The serial comma debate is one of the most contentious in all of grammar geekdom. Also called the Oxford comma (because the Oxford University Press is an advocate), it’s the one before the conjunction in a list, such as: people who use serial commas, people who chuck serial commas, and people who neither know nor care what a serial comma is.
Those in the chucking camp argue for economy, maintaining that the conjunction is enough and the comma is overkill. Those in the pro camp argue for clarity. Case in point, from the Chicago Manual of Style (strongly in favor): “She took a photograph of her parents, the president, and the vice president.” You see the dilemma: Without the comma, her parents are running the country.
But then the chuckers might parry with a sentence like: Attendees at the rally included Dick Cheney, the owner of an autographed copy of Dreams of My Father, and a busload of disaffected youth. Theoretically.

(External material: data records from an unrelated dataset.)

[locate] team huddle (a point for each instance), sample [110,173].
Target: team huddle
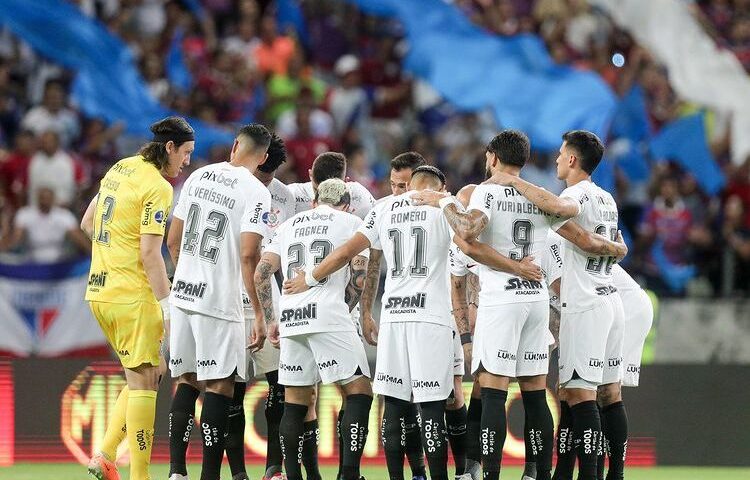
[280,281]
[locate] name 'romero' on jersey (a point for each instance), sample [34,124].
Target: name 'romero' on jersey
[415,241]
[303,242]
[217,204]
[517,228]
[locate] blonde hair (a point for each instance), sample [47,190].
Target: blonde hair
[333,192]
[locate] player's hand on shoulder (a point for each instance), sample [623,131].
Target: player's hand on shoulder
[369,329]
[257,335]
[528,270]
[273,334]
[428,197]
[296,284]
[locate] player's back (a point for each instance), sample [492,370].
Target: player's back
[586,277]
[415,241]
[302,242]
[217,203]
[517,229]
[361,198]
[133,199]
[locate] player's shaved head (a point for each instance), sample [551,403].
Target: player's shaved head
[427,177]
[333,192]
[254,138]
[464,195]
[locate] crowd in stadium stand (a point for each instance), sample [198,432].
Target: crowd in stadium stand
[345,89]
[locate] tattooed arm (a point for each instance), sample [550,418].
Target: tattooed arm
[466,225]
[268,265]
[357,282]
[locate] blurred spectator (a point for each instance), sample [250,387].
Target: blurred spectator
[284,89]
[305,145]
[53,167]
[321,122]
[54,115]
[736,251]
[272,55]
[14,168]
[44,229]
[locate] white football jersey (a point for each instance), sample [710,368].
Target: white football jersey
[303,242]
[552,257]
[516,229]
[586,277]
[460,263]
[361,202]
[622,281]
[217,204]
[415,241]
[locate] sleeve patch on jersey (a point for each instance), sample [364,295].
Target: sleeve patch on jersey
[147,211]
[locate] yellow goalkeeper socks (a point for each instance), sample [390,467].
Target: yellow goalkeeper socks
[140,415]
[116,427]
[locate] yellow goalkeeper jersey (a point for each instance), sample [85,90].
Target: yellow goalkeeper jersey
[134,199]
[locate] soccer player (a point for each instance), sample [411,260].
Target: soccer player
[512,335]
[331,165]
[318,340]
[402,167]
[592,318]
[266,360]
[128,286]
[416,311]
[215,241]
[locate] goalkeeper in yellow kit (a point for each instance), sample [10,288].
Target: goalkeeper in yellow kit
[128,286]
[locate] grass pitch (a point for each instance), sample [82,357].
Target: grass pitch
[68,471]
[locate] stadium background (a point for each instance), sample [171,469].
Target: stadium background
[663,82]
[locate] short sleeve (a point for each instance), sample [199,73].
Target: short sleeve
[577,194]
[552,262]
[155,207]
[257,206]
[369,228]
[481,199]
[457,261]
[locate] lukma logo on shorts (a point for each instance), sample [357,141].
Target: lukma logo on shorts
[189,291]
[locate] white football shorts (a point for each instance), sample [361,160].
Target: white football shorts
[512,340]
[328,357]
[639,315]
[414,361]
[210,347]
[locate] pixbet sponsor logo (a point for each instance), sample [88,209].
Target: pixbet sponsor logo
[220,178]
[413,301]
[304,313]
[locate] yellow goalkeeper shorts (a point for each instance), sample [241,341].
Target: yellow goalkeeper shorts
[135,330]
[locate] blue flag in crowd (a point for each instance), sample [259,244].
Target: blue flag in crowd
[177,72]
[514,76]
[684,141]
[107,82]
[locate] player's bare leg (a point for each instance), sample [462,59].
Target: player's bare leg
[455,425]
[538,428]
[310,441]
[182,423]
[614,421]
[473,420]
[494,423]
[143,382]
[586,426]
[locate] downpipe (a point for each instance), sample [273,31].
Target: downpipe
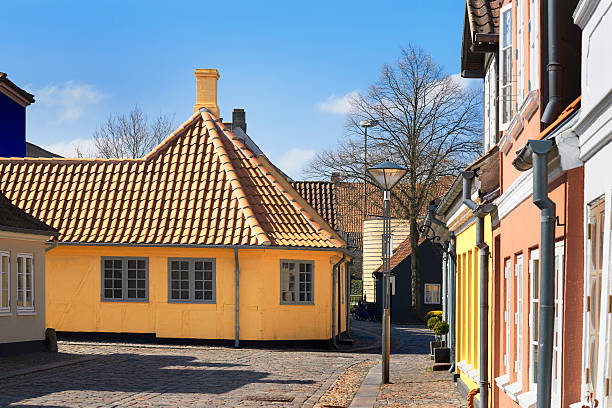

While strong advocates, pro and con, will simply change the order of their words to avoid confusion, the lack of a hard and fast rule breeds comma chameleons, those who wishy-washily deploy the serial comma as it suits them.
Rules make writing easier. Plus, they establish consistency. Consistency itself breeds clarity and gives writing the stamp of professionalism. And readers like it; whether or not they consciously register inconsistencies, random usage is an assault on concentration. So take a stand, be it serial killer or champion, and be clear, consistent, and economical in your writing whenever possible. From that sentence, you can see where my allegiance lies.
“…whether or not they consciously register inconsistencies, random usage is an assault on concentration.” Hear, hear!